The Quest for Golden Data

It seems these days that everyone is looking for a “360-degree view” of customer, product, vendor and just about every category of information you can think of. However, getting there is not always so easy, and gets harder as organizations get larger.

Today, very few organizations have only one operational system, and many have several. It is not uncommon for us to encounter clients with 3, 4 or more ERPs, not to mention other legacy applications and data sources. As these systems grew over time they became more and more siloed, with each system focusing on a different view of data, all of which much be reconciled and combined. How do we integrate say, customer data, from 4 or 5 sources when there are no common identifiers and even things like names and addresses are inconsistent in format or spelling?

The answer is we need to “harmonize” the data. Harmonization is an umbrella term that includes the functions of extraction from the source, transformation as required, mapping, matching, survivorship and merging.

Magnitude MDM and Data Harminization

A brand-new harmonization module was added to MDM in Version 10 last year. Through harmonization, we can use a variety of fuzzy matching algorithms and rules to match together disparate data, deduplicating both within and across sources. Incoming data is then matched against existing records to align similar data. Once deduplicated and aligned, survivorship rules select the “best” source for each attribute in the data, producing the best possible “golden copy” record.

Matching produces a “match score” for each pair of records based upon the degree of similarity and the precise rules used. The ability to set a weight (how much a particular attribute match contributes to the score), penalty (how much a no-match on an attribute penalizes the score) and strictness (how fuzzy the match should be) allows some very fine adjustments to be made. A match preview is provided to allow the designer to fine tune the rules for each particular source.

But not every match results in a clear set of matches and no-matches. Because the matching is imprecise (i.e. fuzzy) from the start, there will be a range of match scores. Some matches will have very high scores and will be clearly the same “thing” while others will have very low scores and will be clearly a different thing. But there will also be a range of scores where it won’t be obvious that two records are talking about the same thing – where the records have some things in common, but others that are different.

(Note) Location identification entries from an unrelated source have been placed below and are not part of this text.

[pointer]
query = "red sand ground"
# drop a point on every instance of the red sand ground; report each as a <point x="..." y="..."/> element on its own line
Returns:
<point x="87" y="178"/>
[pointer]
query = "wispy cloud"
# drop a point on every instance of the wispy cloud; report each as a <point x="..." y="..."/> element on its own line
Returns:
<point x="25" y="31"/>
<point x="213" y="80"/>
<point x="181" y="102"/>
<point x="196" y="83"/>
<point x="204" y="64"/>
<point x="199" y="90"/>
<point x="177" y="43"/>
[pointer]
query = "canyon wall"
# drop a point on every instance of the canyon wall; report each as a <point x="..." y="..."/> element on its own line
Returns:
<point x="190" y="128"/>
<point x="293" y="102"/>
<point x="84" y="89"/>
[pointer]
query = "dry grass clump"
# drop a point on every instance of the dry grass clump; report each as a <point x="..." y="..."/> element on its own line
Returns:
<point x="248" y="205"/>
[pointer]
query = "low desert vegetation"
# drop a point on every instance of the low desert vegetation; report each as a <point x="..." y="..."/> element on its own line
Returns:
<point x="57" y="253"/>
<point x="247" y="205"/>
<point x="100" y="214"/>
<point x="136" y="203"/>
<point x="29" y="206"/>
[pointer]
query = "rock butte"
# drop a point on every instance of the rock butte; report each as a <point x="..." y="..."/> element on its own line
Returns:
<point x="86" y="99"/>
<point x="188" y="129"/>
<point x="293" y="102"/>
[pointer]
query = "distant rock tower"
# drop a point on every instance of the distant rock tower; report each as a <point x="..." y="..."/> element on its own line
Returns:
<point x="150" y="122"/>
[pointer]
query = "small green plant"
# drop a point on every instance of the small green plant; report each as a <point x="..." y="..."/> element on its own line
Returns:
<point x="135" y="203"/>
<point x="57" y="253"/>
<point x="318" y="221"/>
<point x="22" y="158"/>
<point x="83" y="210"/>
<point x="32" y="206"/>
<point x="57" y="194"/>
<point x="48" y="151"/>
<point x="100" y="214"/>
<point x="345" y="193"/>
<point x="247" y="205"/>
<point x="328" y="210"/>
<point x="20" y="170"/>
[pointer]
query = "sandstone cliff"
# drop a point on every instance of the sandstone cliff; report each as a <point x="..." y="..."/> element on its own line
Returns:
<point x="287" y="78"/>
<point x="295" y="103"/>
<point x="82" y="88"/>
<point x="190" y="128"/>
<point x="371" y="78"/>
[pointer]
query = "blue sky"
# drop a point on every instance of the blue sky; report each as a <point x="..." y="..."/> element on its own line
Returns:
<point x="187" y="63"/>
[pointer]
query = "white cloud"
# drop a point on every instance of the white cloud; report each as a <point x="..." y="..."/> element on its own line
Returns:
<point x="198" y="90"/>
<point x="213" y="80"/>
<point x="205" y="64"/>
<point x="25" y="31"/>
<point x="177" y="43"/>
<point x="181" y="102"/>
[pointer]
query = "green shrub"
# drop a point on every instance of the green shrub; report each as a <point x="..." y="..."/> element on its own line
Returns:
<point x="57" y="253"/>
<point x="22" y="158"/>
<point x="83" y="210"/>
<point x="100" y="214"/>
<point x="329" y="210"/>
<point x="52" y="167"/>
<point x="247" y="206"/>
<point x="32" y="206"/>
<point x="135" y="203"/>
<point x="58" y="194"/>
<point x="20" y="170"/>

To deal with this “grey area” we have both an “auto accept threshold” and a “manual review threshold.” What these two setting do is to set match scores below which a record will be automatically promoted to a new master record, and a score above which the records will be automatically merged, according to the survivorship rules. The matches that fall in between, in the “grey area,” will be routed to data stewards for review and confirmation. Data stewards can choose to accept the match (which will merge the records) or to reject it (which will promote the source record) either one match at a time or in bulk.

This manual review option is critical to a good result since sometimes the decision to accept or reject a match is based not solely on the data content but rather requires some knowledge of the business.

Consider the example shown – the address is identical, but the name is slightly different. Should these records be merged or not? It depends on the business purpose of the harmonization. If we are trying to consolidate all business entities down to a single mailing address, then we may want to merge them. However, if the goal is to identify each legal entity we deal with then perhaps the records should remain distinct.

This points up the most important aspect of harmonization – it is not strictly a technical process. Deduplication can be automated only up to a point; there will always be records that a purely technical approach cannot address. Like so many other areas of master data management, it requires a knowledge of the business goals of the project and the business processes that will consume the data.

Harmonization will continue to evolve in functionality over the next several releases, including more refined survivorship options, more matching functions (including the introduction of machine-learning) and improved user interface. User response to harmonization has been very positive, with almost all new customers licensing the module and many existing clients upgrading to include it.

One of the tasks any MDM solution must perform is integration of information – Harmonization makes integration of related data from different sources easier, faster and introduces higher levels of automation.